The Indian Child Welfare Act (ICWA) section 224.2, subdivision (b) initial inquiry requirements apply when a minor is brought into custody pursuant to a warrant (§ 340). Samantha was removed pursuant to a protective custody warrant. Father appealed the termination of his parental rights, raising the issue of the failure to comply with the initial inquiry requirements of ICWA. The Fourth Appellate District, Division Two reversed, following the reasoning of In re Delila D. (2023) 93 Cal.App.5th 953, that section 224.2, subdivision (b) is applicable regardless of whether the minor was initially removed pursuant to a warrant. All children awaiting a detention hearing, both those removed by way of a warrant and those who were not, are in the Agency’s “temporary custody” as well as its “protective custody.” Further, all pre-petition removals are emergency removals under Federal ICWA law. [Editor’s Note: Justice Fields wrote a concurring and dissenting opinion which disagreed with this holding and would have followed the precedent in In re Robert F. (2023) 90 Cal.App.5th 492, 497.]
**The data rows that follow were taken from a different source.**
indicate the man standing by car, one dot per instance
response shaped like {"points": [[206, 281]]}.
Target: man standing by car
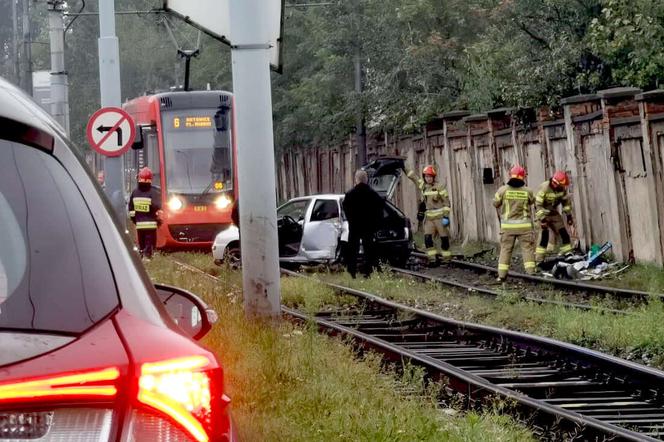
{"points": [[144, 211], [364, 210]]}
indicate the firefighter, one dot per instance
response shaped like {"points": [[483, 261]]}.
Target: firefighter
{"points": [[145, 213], [552, 193], [435, 203], [513, 203]]}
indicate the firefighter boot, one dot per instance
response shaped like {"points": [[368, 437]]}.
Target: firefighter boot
{"points": [[430, 250], [446, 254]]}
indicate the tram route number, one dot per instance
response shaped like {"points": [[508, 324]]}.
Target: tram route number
{"points": [[192, 122]]}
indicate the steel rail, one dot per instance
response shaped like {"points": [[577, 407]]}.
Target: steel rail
{"points": [[569, 285], [494, 293], [591, 391], [612, 390]]}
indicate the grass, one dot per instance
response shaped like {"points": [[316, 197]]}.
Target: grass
{"points": [[638, 337], [645, 277], [291, 383]]}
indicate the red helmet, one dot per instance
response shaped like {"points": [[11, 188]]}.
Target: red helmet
{"points": [[560, 179], [145, 175], [429, 170], [518, 172]]}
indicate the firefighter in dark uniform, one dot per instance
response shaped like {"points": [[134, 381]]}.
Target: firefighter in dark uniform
{"points": [[145, 212], [551, 194]]}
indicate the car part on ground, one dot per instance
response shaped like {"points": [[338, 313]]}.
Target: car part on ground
{"points": [[559, 387]]}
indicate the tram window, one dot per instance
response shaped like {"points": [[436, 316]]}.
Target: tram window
{"points": [[151, 154]]}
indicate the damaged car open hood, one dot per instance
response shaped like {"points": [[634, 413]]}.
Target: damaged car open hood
{"points": [[384, 174]]}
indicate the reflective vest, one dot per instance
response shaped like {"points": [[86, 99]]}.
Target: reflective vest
{"points": [[143, 207], [434, 196], [514, 204], [547, 201]]}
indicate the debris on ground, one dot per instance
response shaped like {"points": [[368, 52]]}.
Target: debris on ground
{"points": [[583, 267]]}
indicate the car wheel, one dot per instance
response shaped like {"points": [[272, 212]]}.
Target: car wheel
{"points": [[399, 261], [233, 256]]}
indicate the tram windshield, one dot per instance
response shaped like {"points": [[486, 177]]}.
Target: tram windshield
{"points": [[198, 151]]}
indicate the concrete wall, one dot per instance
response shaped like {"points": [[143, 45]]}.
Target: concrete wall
{"points": [[611, 144]]}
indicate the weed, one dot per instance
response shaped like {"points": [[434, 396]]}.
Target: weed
{"points": [[290, 383]]}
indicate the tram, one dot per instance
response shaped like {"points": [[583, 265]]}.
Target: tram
{"points": [[188, 141]]}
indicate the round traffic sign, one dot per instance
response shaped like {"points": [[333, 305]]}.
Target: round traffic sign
{"points": [[111, 131]]}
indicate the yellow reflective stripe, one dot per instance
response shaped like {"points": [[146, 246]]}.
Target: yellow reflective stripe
{"points": [[146, 225], [516, 195], [436, 213], [514, 226]]}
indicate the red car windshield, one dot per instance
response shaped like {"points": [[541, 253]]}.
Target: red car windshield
{"points": [[54, 274]]}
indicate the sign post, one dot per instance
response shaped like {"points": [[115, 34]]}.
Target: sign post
{"points": [[109, 85], [253, 29]]}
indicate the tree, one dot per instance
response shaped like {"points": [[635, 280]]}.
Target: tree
{"points": [[629, 35]]}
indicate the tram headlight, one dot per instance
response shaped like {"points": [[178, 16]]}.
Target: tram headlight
{"points": [[222, 202], [175, 204]]}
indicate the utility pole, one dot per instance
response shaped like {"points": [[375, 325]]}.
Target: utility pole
{"points": [[360, 128], [16, 72], [109, 85], [26, 77], [255, 157], [59, 82]]}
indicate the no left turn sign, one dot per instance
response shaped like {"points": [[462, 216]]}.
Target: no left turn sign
{"points": [[111, 131]]}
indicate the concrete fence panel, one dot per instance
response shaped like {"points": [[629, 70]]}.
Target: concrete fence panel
{"points": [[611, 145]]}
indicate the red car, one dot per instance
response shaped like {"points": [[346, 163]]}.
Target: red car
{"points": [[90, 350]]}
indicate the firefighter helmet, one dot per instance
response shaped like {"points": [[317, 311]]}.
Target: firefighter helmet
{"points": [[560, 179], [429, 170], [518, 172], [145, 175]]}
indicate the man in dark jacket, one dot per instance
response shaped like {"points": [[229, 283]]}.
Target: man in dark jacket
{"points": [[364, 212], [145, 212]]}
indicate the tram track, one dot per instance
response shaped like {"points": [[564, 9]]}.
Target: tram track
{"points": [[556, 387], [479, 279]]}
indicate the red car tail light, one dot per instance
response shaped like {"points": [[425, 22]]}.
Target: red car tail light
{"points": [[86, 385], [189, 392]]}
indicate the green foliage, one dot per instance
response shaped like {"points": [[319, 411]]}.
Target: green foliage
{"points": [[638, 336], [629, 35], [419, 58], [291, 383]]}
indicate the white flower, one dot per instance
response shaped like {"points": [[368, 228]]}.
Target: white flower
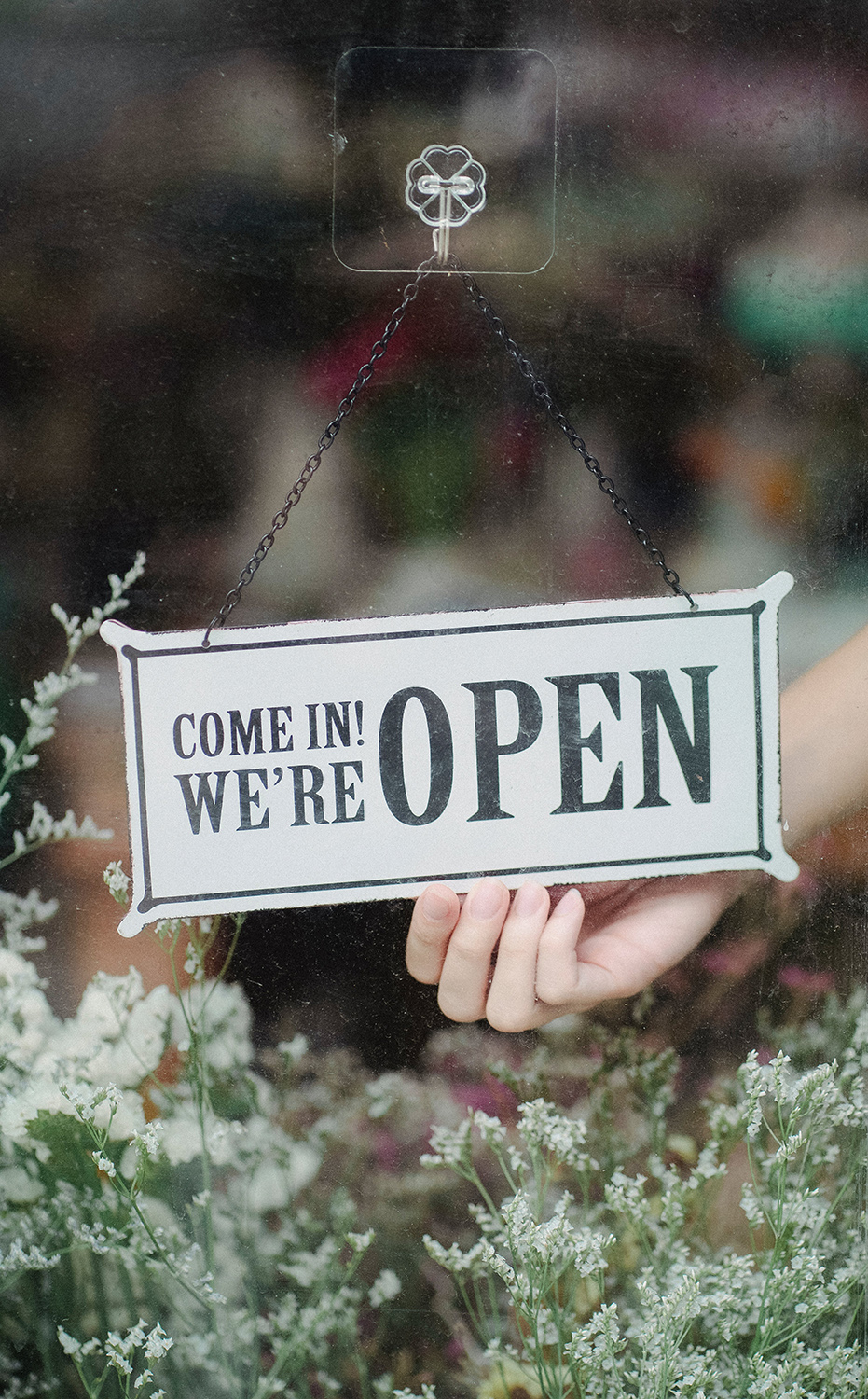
{"points": [[385, 1287], [157, 1343]]}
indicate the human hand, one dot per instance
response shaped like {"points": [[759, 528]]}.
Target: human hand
{"points": [[523, 963]]}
The Agency erred in failing to inquire beyond the parents about possible Indian ancestry and such error was not harmless applying the standard set forth in In re Benjamin M. (2021) 70 Cal.App.5th 735. Both parents denied Indian ancestry. The Agency did not inquire of any extended relatives, despite their involvement in the case. Here, following the standard of In re Benjamin M., the error was prejudicial because the relatives had readily obtainable information that was likely to bear meaningfully upon whether the child is an Indian child and thus, a conditional reversal is required.